Closing on your VA home loan
The final step is closing on your loan. This is when the paperwork is finalized and you officially become the owner of the home.
You’ll need to bring a few things to closing, including your ID, proof of insurance, and any funds you’ll need for your down payment and closing costs. Your lender will provide you with a list of everything you’ll need.
Once everything is finalized, you’ll be ready to move into your new home.
VA home loan minimum property requirements include:
- A functioning heating, cooling, and electric system
- Size of the home must be sufficient for the family living there
- Must be a primary residence, not a vacation home or income property
- Must not have lead-based paint
- Crawl spaces and attics must be accessible and adequately vented
- Well water must meet safe drinking standards
FAQ about VA loans
The VA loan process has different terms and requirements than a conventional loan. Below are the answers to some frequently asked questions on VA loans.

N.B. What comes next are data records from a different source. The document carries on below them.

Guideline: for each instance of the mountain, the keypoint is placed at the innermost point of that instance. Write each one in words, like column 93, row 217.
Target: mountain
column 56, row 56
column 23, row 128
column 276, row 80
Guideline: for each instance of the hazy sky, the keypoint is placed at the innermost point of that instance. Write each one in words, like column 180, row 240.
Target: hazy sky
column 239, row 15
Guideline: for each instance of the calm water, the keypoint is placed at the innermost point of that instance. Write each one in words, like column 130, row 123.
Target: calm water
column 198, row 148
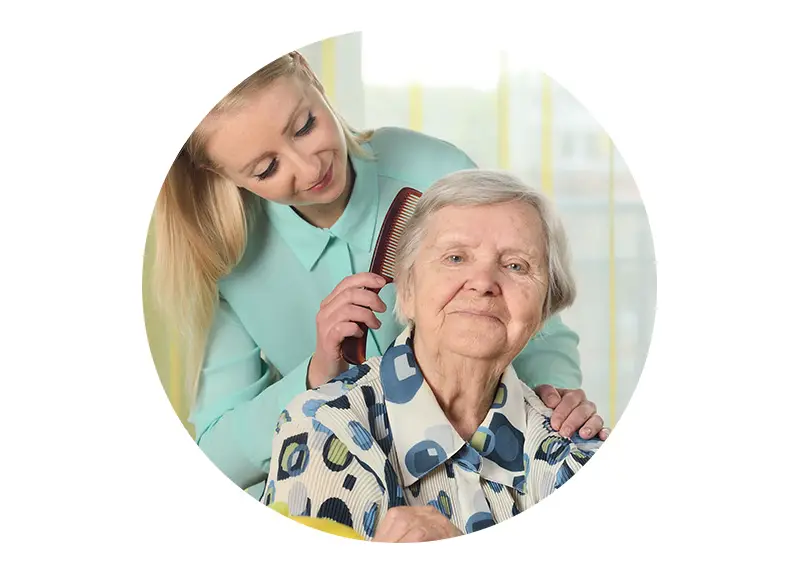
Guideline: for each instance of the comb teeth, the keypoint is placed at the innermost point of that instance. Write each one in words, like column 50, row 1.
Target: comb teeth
column 397, row 218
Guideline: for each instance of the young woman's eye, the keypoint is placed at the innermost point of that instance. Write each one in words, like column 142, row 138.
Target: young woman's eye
column 270, row 170
column 308, row 127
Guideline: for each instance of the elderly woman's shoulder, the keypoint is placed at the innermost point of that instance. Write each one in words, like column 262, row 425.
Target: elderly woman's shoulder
column 357, row 389
column 400, row 151
column 539, row 426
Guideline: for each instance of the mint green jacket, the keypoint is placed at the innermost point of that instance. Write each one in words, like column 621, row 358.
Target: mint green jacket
column 268, row 306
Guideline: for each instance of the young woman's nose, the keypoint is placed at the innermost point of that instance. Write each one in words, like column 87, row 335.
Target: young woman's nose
column 308, row 168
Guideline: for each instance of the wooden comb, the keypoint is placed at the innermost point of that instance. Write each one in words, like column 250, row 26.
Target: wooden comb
column 353, row 349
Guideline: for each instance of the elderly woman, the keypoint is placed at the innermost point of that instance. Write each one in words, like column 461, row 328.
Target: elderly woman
column 439, row 437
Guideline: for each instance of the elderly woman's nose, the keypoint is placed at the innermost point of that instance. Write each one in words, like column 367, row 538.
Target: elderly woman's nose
column 484, row 279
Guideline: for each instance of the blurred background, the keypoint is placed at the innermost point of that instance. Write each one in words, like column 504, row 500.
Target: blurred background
column 503, row 114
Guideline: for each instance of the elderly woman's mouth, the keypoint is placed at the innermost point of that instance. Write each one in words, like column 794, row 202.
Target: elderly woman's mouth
column 478, row 313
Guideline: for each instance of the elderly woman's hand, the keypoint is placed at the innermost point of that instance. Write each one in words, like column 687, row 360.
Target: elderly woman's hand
column 407, row 524
column 340, row 313
column 571, row 410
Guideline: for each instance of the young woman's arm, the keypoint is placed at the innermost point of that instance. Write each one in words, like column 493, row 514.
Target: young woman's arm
column 239, row 397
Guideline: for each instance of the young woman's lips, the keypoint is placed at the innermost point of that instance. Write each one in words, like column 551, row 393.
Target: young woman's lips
column 322, row 184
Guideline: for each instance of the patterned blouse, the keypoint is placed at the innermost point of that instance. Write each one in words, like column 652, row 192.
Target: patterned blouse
column 375, row 437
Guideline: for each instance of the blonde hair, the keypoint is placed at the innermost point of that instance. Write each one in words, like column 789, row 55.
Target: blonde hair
column 201, row 221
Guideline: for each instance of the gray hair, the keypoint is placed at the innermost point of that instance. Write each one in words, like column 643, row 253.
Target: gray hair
column 478, row 187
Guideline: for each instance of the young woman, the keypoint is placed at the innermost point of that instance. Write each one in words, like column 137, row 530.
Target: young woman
column 265, row 227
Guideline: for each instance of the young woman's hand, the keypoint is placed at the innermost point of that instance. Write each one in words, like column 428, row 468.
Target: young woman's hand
column 407, row 524
column 340, row 313
column 572, row 411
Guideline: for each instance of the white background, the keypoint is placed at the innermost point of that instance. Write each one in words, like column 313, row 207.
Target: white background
column 99, row 472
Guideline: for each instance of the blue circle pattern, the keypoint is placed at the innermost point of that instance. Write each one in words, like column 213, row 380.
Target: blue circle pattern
column 508, row 449
column 468, row 459
column 563, row 475
column 478, row 521
column 423, row 457
column 495, row 487
column 360, row 436
column 501, row 396
column 310, row 407
column 553, row 449
column 398, row 390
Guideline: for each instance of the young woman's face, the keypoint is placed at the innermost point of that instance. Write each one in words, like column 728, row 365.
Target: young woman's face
column 284, row 144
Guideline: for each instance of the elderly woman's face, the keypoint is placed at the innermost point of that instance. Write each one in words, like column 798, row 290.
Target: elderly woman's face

Who is eligible for a VA loan?
VA loan eligibility requirements include your time as a current or discharged service member of the armed forces—the United States Army, Navy, Marine Corps, Air Force, Coast Guard, National Guard, and Space Force Guardians, including Reserve components.
The VA will determine eligibility based on your service classification, duration, and when it occurred. Surviving spouses of eligible service members and veterans can also qualify for VA home loans.
In addition to the VA’s requirements, borrowers must prove they can afford the home purchase.
What credit score is required for a VA loan?
While the VA doesn’t specify minimum credit prerequisites, credit requirements can vary from lender to lender. However, many lenders require a minimum 620 credit score.
What debt-to-income ratio is needed for a VA loan?
VA loan eligibility requires a maximum debt-to-income (DTI) ratio of 41%.
However, you could still meet eligibility with a higher debt-to-income ratio if your lender can justify your loan approval to the VA.
If you’ve declared bankruptcy, foreclosed, or made a short sale, you’re ineligible for a VA loan for a period of 1-2 years.
While inconvenient, the VA waiting period is significantly shorter than conventional mortgages which can require borrowers to wait seven years following bankruptcy before applying for a home loan.
What is a VA entitlement?
The amount the VA will reimburse your lender is your VA loan entitlement. There are two types of entitlements:
- Basic entitlement
- Bonus entitlement (sometimes called additional or Tier 2 entitlement)
Your basic and bonus entitlement determine how much of your home loan the VA will guarantee, which determines whether you can use the zero down payment option.
Your Certificate of Eligibility lists your basic entitlement. If you have “full” entitlement, there is no VA loan limit, and you qualify for no down payment.
You qualify for “full” entitlement if any of the following statements apply:
- You’ve never used the VA home loan benefit
- You’ve used the VA home loan benefits to buy a home but repaid the loan in full and sold the home
- You used the VA home loan benefit to purchase a home, had a foreclosure or compromise claim (also called “short sale”), and repaid the loan in full
What is the VA funding fee?
While VA loans don’t require private mortgage insurance (PMI) like conventional mortgages, there’s an additional cost associated with VA home loans—the VA funding fee.
The VA funding fee is a one-time administrative fee charged at closing or rolled into your total mortgage amount.
The VA funding fee varies but generally ranges between 1.4% to 3.6% of the loan amount.
This fee reduces the cost of VA home loans for taxpayers and helps to ensure the program will continue to be available to help future borrowers.
How to get a VA loan
If you’re a veteran, surviving spouse, or currently-serving member, you may be eligible for a VA home loan.
These loans offer several benefits, including no down payment and no private mortgage insurance. You’ll need to apply for your Certificate of Eligibility and still get pre-approved for a mortgage from your VA-approved lender.